Prigozhin, as it turned out, could not be trusted with this power or responsibility. Folks who know their history understand that very few people can. For every Cincinnatus or Washington who set out to save a nation, history provides ten Napoleons, Hitlers, or Prigozhins — people who get power and sense their chance to take it all. And you have a better chance of finding a Cincinnatus or Washington from among a country and people like Rome, or the United States. Russia is currently run as a mafia, by criminals — the odds that Prigozhin would be the selfless hero they needed were always very low.
The big question that remains for Russia is what to do with PMCs in general. Putin finds himself with a quandry. If he has any sense left, he’ll understand that every PMC is now a latent existential threat to him, personally, and every PMC leader a potential assassin or coup leader. Meanwhile, he needs them to continue the fight in Ukraine. His model — the authoritarian dictator — depends on trusting the people around him to be loyal. How, though, does one establish that loyalty? And if one cannot, how does one effectively run a war and a country at the same time? What tasks does one delegate? And to whom?
Ultimately, Prigozhin’s death offers the latest example of that age-old adage. Live by the sword, die by the sword. His wife and daughter are wealthy, at least as long as they are tolerated by Putin and his regime. Everything else is dust.
MONEY AND FINANCE
An indication that commercial real estate is, in fact, in serious trouble: while businesses are signing leases at an increased rate, the multi-year commitments they’re locking in are for smaller (sometimes, much smaller) spaces.
Western businesses with exposure to Russia are obviously in trouble. China, however, once seen as a land of opportunity, seems headed in that direction, too. If you have a portfolio you may want to take that into consideration.
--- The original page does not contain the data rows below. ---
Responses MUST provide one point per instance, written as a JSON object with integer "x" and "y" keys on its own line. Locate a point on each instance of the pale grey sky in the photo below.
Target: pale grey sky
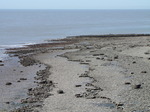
{"x": 74, "y": 4}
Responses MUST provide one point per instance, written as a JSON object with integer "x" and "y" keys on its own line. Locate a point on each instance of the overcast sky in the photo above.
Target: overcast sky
{"x": 74, "y": 4}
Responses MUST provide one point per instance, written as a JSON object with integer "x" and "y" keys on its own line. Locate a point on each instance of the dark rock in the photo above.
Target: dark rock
{"x": 98, "y": 58}
{"x": 96, "y": 54}
{"x": 147, "y": 53}
{"x": 1, "y": 64}
{"x": 78, "y": 95}
{"x": 60, "y": 92}
{"x": 101, "y": 54}
{"x": 77, "y": 85}
{"x": 8, "y": 83}
{"x": 137, "y": 86}
{"x": 7, "y": 102}
{"x": 127, "y": 83}
{"x": 30, "y": 89}
{"x": 23, "y": 78}
{"x": 115, "y": 57}
{"x": 134, "y": 62}
{"x": 144, "y": 72}
{"x": 109, "y": 60}
{"x": 120, "y": 104}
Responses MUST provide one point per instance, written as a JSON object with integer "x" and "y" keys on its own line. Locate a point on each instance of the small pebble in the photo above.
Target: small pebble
{"x": 127, "y": 83}
{"x": 7, "y": 102}
{"x": 8, "y": 83}
{"x": 60, "y": 92}
{"x": 144, "y": 72}
{"x": 78, "y": 85}
{"x": 134, "y": 62}
{"x": 23, "y": 78}
{"x": 137, "y": 86}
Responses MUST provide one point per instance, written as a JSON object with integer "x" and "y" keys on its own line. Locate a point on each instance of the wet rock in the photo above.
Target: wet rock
{"x": 7, "y": 102}
{"x": 23, "y": 78}
{"x": 96, "y": 54}
{"x": 98, "y": 58}
{"x": 78, "y": 85}
{"x": 116, "y": 57}
{"x": 18, "y": 81}
{"x": 30, "y": 89}
{"x": 146, "y": 53}
{"x": 14, "y": 69}
{"x": 1, "y": 64}
{"x": 138, "y": 86}
{"x": 8, "y": 83}
{"x": 134, "y": 62}
{"x": 120, "y": 104}
{"x": 78, "y": 95}
{"x": 127, "y": 83}
{"x": 143, "y": 71}
{"x": 101, "y": 54}
{"x": 109, "y": 60}
{"x": 60, "y": 92}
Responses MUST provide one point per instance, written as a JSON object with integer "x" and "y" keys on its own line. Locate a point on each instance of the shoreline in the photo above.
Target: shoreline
{"x": 90, "y": 50}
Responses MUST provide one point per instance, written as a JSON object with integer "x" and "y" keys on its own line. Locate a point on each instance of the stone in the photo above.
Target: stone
{"x": 115, "y": 57}
{"x": 144, "y": 72}
{"x": 23, "y": 78}
{"x": 8, "y": 83}
{"x": 60, "y": 92}
{"x": 138, "y": 86}
{"x": 127, "y": 83}
{"x": 134, "y": 62}
{"x": 77, "y": 85}
{"x": 1, "y": 64}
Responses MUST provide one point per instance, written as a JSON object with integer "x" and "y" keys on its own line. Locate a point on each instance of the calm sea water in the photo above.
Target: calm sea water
{"x": 19, "y": 27}
{"x": 31, "y": 26}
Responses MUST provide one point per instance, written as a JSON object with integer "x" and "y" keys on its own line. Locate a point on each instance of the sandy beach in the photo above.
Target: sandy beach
{"x": 107, "y": 73}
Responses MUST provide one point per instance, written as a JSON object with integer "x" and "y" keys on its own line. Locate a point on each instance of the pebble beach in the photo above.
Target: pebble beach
{"x": 93, "y": 73}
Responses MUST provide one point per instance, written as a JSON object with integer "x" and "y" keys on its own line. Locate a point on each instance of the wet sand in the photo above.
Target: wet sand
{"x": 91, "y": 74}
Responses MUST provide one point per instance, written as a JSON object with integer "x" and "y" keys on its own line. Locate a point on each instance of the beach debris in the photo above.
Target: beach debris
{"x": 98, "y": 58}
{"x": 143, "y": 71}
{"x": 127, "y": 83}
{"x": 23, "y": 78}
{"x": 138, "y": 86}
{"x": 120, "y": 104}
{"x": 146, "y": 53}
{"x": 78, "y": 85}
{"x": 60, "y": 92}
{"x": 134, "y": 62}
{"x": 96, "y": 54}
{"x": 116, "y": 57}
{"x": 8, "y": 83}
{"x": 109, "y": 59}
{"x": 78, "y": 95}
{"x": 1, "y": 64}
{"x": 7, "y": 102}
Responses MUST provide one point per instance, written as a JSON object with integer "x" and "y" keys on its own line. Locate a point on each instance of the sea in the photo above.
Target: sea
{"x": 20, "y": 27}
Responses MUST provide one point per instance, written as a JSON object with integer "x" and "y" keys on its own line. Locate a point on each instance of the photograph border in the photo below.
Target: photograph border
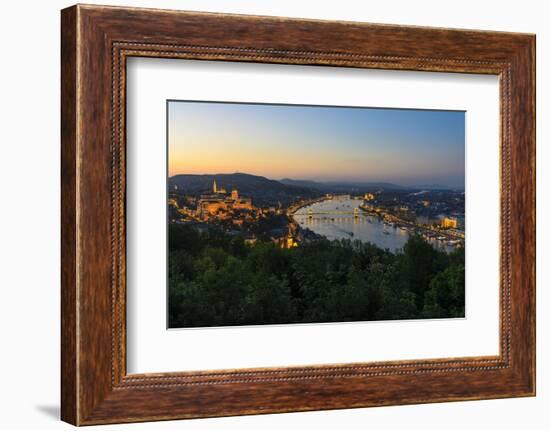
{"x": 95, "y": 43}
{"x": 280, "y": 104}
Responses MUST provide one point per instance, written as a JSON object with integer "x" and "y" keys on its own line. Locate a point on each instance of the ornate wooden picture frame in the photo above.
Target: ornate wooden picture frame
{"x": 96, "y": 41}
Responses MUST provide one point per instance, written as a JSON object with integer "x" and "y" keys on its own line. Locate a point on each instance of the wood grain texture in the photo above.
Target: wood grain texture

If you have money in Bonds and CDs you’ve probably been pretty happy at the returns. Make sure you or your accountant is tracking that — taxes aren’t withheld on dividends, which could lead to a nasty surprise at the end of the year.
If you’re traveling to NYC and you’re accustomed to using Airbnb — big changes are afoot. Make sure you know what the rules are.
Another cautionary tale: as the US government regulates NFTs more effectively, investors may be exposed to a raft of laws including insider training.
AROUND THE WORLD
Farmers are wrestling with some of the same problems the military experienced in Iraq and Afghanistan — a flood of data from new technology, and some difficulty finding ways to analyze and make sense of it all.
A split seems to be growing along partisan lines for supporting Ukraine. There is no obvious reason for this beyond partisanship — especially considering the historical affinity for Russia among Democrats, and opposition to it from Republicans.
India landed on the moon — the fourth country (or alliance) after the US, the USSR, and China to do so. The landing is the first at a lunar pole, and comes at a time of heightening tension between India and its neighbor, China.
MILITARY NEWS
Iran has a new combat drone. Looks familiar somehow… I can’t place it…
Work being done to develop an effective anti-drone missile for the US — something more than a hunting shotgun, apparently!
A potential government shutdown hinges on so-called “woke” military policies. Good grief!
A few National guardsmen were injured by coyotes.
OF INTEREST TO VETERANS
A technical glitch has delayed disability claims decisions for a sizable number of veterans. Over 30,000.
Poll workers are resigning or staying away from a procedure that’s sure to be heavily contested by partisanship. Can veterans fill the gap?
One of those things where you think to yourself — no, can’t be true — veterans of atomic operations denied benefits for having developed illnesses and conditions related to radiation poisoning.
HUMOR
If it has to do with the Harlem Globetrotters or the Washington Generals, I’m going to read it. This piece on their history was worth it.